# A Worst-Case Circuit Delay Verification Technique Considering Power Grid Voltage Variations

Dionysios Kouroussis, Rubil Ahmadi and Farid N. Najm Department of ECE, University of Toronto, Ontario, Canada (diony,rubil)@eecg.utoronto.ca, f.najm@utoronto.ca

Abstract—

In the verification of VLSI circuit design, Static Timing Analysis (STA) techniques allow a designer to calculate the timing of a circuit at different process corners which only consider cases where all the supplies are low or high. This analysis may not be the true maximum delay of a circuit due to the neglect of mismatch between drivers and load. We propose a new methodology for timing analysis where we identify all the possible critical paths of a circuit using new timing models while integrating the aforementioned mismatch for the logic gates. Given then these critical paths we tie the supplies of the gates to physical power grids and re-analyze for the worstcase time delay. This re-analysis is posed as a sequence of optimization problems where the complete operation of the entire circuit is abstracted in terms of current constraints. We present our technique and report on the implementation results using benchmark circuits tied to a number of test-case power grids.

#### I. Introduction

In the analysis and verification of high performance chip-design it is essential that timing analyzers take into account power supply variations. The task however is difficult, due to the increasingly large size of power grids and the difficulty of obtaining all possible circuit behaviors especially those that will produce an accurate worst-case time delay of a circuit.

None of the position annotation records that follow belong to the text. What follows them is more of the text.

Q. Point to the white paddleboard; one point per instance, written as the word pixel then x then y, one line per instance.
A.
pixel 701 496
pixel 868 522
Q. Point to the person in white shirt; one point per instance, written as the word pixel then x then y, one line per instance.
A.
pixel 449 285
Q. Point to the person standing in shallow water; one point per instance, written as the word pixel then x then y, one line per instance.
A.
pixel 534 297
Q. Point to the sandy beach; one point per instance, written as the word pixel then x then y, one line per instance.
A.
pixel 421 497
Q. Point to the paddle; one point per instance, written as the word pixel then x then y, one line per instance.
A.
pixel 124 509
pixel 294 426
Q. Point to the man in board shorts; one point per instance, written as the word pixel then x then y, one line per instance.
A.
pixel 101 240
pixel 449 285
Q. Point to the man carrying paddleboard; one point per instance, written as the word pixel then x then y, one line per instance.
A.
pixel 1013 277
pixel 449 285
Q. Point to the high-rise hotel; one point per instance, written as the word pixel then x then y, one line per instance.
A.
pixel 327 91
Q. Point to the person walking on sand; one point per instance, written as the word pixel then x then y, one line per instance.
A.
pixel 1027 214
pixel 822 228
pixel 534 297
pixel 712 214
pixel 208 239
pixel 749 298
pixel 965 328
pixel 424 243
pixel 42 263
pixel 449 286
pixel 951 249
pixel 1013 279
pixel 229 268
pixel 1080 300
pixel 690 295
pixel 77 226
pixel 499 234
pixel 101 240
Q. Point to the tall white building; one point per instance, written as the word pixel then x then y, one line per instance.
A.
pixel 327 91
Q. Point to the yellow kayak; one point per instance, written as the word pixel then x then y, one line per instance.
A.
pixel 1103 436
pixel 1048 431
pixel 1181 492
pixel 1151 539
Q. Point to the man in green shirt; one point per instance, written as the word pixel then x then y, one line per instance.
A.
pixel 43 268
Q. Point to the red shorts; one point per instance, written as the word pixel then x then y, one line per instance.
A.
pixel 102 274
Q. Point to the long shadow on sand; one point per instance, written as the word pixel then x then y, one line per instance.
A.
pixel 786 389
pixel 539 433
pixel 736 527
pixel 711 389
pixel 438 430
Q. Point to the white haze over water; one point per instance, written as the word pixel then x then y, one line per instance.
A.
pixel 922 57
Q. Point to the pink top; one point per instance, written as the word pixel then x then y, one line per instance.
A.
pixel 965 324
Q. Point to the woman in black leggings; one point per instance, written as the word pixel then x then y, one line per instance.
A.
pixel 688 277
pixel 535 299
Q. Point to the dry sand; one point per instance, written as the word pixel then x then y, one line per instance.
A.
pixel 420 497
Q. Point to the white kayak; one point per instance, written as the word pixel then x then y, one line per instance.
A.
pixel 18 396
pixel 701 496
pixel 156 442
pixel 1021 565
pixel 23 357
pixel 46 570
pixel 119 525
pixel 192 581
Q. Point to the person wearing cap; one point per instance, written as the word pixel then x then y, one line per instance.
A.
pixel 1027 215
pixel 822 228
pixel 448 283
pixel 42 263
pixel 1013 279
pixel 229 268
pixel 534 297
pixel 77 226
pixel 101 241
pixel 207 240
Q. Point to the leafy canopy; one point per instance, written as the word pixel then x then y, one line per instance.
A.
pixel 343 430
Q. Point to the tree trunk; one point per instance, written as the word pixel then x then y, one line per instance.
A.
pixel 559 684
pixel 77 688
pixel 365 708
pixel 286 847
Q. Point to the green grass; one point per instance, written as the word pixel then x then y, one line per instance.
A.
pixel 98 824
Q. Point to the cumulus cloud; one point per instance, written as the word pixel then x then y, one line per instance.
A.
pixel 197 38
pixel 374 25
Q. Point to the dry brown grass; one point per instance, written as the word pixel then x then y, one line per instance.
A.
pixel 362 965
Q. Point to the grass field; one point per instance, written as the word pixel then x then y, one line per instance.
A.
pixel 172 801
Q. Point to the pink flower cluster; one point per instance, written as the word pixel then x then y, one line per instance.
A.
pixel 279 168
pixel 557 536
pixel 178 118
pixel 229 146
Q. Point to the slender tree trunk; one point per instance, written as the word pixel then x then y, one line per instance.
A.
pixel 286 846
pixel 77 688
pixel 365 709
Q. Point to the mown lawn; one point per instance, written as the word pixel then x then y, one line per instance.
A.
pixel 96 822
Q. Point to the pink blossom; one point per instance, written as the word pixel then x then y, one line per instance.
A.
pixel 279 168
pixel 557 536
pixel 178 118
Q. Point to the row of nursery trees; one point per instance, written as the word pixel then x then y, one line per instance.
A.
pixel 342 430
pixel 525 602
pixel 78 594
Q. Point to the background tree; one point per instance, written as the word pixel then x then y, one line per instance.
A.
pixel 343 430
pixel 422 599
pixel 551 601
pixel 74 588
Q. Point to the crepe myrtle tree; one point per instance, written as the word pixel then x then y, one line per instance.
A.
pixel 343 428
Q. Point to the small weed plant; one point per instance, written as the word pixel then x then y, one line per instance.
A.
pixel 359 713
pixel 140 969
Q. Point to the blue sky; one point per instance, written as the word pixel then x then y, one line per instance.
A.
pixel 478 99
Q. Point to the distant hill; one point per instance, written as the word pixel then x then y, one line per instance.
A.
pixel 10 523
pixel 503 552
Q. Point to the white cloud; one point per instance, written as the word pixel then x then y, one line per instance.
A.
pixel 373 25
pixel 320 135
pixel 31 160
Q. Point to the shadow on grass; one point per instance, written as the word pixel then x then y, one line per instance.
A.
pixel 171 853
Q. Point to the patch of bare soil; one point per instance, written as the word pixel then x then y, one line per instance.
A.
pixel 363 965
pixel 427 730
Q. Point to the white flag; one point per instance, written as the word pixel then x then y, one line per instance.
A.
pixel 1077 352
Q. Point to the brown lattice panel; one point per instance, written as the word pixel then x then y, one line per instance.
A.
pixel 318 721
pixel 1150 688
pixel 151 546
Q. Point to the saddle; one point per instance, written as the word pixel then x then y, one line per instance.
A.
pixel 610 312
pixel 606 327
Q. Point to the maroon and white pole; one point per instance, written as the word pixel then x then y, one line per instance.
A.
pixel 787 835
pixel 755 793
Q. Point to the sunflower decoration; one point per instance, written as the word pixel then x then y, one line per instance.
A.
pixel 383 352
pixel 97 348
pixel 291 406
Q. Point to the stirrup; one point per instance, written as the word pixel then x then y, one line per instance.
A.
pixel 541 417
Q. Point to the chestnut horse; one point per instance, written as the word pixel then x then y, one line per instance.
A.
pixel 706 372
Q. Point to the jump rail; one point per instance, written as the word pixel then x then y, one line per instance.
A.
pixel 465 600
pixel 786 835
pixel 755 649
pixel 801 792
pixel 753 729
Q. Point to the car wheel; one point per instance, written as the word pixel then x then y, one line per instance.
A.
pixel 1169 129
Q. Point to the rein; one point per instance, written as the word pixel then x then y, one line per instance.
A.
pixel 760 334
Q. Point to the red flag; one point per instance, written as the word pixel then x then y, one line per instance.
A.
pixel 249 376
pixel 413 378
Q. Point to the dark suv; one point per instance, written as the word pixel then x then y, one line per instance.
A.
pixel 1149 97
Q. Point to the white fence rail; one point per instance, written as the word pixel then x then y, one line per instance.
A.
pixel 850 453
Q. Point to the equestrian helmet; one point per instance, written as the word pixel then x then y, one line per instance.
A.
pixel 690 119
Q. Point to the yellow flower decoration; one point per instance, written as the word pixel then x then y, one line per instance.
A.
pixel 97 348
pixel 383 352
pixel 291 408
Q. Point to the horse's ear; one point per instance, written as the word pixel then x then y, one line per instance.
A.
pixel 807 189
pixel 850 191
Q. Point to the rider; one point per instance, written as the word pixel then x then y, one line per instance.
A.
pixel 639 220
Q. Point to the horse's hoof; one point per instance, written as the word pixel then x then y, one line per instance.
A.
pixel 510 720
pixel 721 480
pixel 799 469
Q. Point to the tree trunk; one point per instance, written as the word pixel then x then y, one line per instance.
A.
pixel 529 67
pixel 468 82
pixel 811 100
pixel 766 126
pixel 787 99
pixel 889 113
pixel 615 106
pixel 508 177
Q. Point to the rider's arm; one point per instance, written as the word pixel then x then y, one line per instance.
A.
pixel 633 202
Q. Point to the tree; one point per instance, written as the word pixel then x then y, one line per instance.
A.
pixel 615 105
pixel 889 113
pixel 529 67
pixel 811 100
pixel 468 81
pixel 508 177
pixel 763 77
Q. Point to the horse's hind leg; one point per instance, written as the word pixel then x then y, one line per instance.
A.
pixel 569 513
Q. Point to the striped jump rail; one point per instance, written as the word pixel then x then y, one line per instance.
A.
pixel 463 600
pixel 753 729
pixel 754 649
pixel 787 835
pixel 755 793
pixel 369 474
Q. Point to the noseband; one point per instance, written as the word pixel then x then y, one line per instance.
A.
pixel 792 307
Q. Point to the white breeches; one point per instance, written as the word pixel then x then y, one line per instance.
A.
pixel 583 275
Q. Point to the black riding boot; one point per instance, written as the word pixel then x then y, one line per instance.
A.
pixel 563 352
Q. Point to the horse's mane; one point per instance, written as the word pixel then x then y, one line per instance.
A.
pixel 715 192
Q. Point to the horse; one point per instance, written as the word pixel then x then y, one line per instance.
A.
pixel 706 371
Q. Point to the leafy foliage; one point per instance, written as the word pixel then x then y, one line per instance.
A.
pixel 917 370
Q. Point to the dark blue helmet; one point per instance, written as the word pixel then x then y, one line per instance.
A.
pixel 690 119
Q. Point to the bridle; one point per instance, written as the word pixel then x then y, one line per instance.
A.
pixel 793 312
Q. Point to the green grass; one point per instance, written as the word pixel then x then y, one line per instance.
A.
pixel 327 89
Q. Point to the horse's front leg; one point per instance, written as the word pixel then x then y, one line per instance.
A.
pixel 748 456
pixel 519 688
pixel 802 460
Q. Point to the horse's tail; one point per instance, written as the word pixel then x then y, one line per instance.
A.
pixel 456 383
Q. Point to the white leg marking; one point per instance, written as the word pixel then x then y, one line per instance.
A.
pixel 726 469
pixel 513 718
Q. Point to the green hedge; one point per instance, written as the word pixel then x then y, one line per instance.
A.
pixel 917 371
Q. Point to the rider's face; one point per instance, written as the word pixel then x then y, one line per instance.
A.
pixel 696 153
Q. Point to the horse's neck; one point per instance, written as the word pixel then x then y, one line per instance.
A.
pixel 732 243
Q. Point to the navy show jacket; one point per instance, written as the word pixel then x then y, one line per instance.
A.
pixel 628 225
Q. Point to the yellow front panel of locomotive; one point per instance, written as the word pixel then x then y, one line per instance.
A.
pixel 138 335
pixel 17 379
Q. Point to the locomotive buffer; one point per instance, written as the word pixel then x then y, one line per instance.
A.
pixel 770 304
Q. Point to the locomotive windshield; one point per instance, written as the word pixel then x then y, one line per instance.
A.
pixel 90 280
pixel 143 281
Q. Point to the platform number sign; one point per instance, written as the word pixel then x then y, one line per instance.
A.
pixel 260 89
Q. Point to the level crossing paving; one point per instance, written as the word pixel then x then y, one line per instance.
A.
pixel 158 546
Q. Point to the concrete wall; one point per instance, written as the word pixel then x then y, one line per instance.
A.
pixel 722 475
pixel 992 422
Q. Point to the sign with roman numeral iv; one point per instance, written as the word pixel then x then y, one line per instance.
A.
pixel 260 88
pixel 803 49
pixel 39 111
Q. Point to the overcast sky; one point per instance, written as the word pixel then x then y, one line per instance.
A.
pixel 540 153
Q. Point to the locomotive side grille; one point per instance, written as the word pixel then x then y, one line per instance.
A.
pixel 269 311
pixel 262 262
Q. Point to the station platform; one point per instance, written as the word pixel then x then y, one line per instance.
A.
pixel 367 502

Voltage fluctuations within on-chip power grids, are a result of many sources such as IR-drop, Ldi/dt drop, and resonance between the grid and the package. Typically at frequencies below a GHz or so, the inductance is neglected and simulation of the power grid is focused on only IR-drop given the RC structure of the grid. To simulate the voltage drop on the grid, designers provide some form of current profiles of the behavior of the circuit. These profiles are then used to calculate voltage drop on grid. Due to the very large number of circuit behaviors, however, it is impractical to simulate the circuit (for the currents) and the grid (for the voltage drops) for all possible clock cycles or vector sequences.

We are interested in the possibility of determining how the voltage fluctuations of the grid will effect timing delay without having complete knowledge of the circuit behavior. We will assume that only *incomplete* information of circuit behavior is available in terms of circuit currents. This incomplete circuit current information will be in the form of current constraints as presented in [2]. These constraints essentially are the upper bounds on the currents.

Further, we study the effect of variations of the grid voltages on the circuit timing, and develop a static timing analysis (STA) approach that takes these variations into account. We begin by assuming that the exact voltage drops are not known, but that the ranges of voltage drops are specified. As well, we assume that the voltage drops are independent in order to identify the worstcase voltage configuration that causes a logic circuit to exhibit its worst-case delay. Once we have obtained the worst-case configurations and compared critical paths we tie the supplies of the gates in the worst paths to a test-case power grid and analyze the time delay based on the actual abstracted working behavior of the circuit as represented by the current constraints. The delay time re-analysis is done by using the delay model developed in [1]. This model was formulated into a nonlinear programming problem, which we solved for the maximum delay subject to the current constraints.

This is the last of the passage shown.